Symbols by Joseph Piercy
Author:Joseph Piercy
Language: eng
Format: epub
ISBN: 9781782430735
Publisher: Michael O'Mara Books
Published: 2013-10-12T04:00:00+00:00
The iconic smiley face, shown here on a 1999 United States postage stamp, has been the subject of great copyright debate since its appearance in 1963
As the distinctive yellow face was not copyrighted but had clearly struck a chord with the public, it was inevitable that somebody would pick up on the business potential of the smiley. Philadelphia-based brothers Bernard and Murray Spain owned a small retail company comprising several gift shops that sold novelties such as key rings, car bumper stickers and T-shirts. In the early 1970s the brothers started producing button badges, largely hoping to tap into the anti-Vietnam War peace movement, but instead stumbled upon a lucrative commercial proposition. As their badges began selling in extraordinary numbers, the Spains copyrighted the image along with the slogan ‘Have a Happy Day’ and branched out into a whole range of smiley-related merchandise. By 1973, the brothers’ cottage industry in quaint novelty products had become a multi-million-dollar corporation with the smiley appearing on everything from lunchboxes to boxer shorts.

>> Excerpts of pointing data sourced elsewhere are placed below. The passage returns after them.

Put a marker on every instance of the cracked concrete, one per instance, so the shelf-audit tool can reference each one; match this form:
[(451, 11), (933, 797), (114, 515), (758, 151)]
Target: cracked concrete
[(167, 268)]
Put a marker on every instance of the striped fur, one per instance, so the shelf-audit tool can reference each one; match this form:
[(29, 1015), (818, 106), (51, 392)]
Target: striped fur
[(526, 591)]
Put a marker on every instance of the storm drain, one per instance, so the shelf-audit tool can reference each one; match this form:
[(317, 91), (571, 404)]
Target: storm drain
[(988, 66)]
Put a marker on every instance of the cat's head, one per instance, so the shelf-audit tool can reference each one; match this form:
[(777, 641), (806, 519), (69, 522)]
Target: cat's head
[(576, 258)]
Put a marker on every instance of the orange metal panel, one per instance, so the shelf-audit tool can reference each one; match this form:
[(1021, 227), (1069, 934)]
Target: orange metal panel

As the symbol developed into the ubiquitous icon of post-Vietnam America, the first copyright rumblings began to be heard. In France, a journalist and editor named Franklin Loufrani had adopted the smiley as an icon directing readers of the France Soir newspaper to the ‘feel-good’ stories in each issue. Loufrani always claimed that the image was in the public domain long before Harvey Ball is purported to have created it, citing its appearance in the 1948 Ingmar Bergman film Port of Call and its use as a promotional image for the New York rock ‘n’ roll radio station WMCA in the late 1950s and early 1960s. One of Loufrani’s more spurious claims for the smiley being in the public domain, however, concerns the discovery of a small carved smiling face in a Neolithic cave in Nîmes.
In 1988 Loufrani, along with his son Nicolas, trademarked the smiley and set up the Smiley Company, which now owns the licence for the image in over a hundred countries worldwide and controls the use of the icon for commercial purposes. The dispute over the origins of the design remains unresolved. Harvey Ball was certainly the first to apply the image to a button badge and his design fitted the brief he was given, but it seems likely he may have seen the image somewhere before. In 2005 the US retail giant Wal-Mart attempted to hijack the smiley bandwagon by copyrighting the image, only to become embroiled in a bitter and protracted legal dispute with the Smiley Company, which Wal-Mart was eventually forced to abandon.
The smiley image has had a long and varied association with popular culture (see The Smiley in Popular Culture, here) but in the twenty-first century it is most prevalent in the use of emoticons. The first font-based emoticon, :-), is attributed to Scott Fahlman, a computer scientist at Carnegie Mellon University in Pennsylvania. In 1982, Fahlman was setting up a message board for his students and proposed that the sideways smile should be used to mark up light-hearted postings.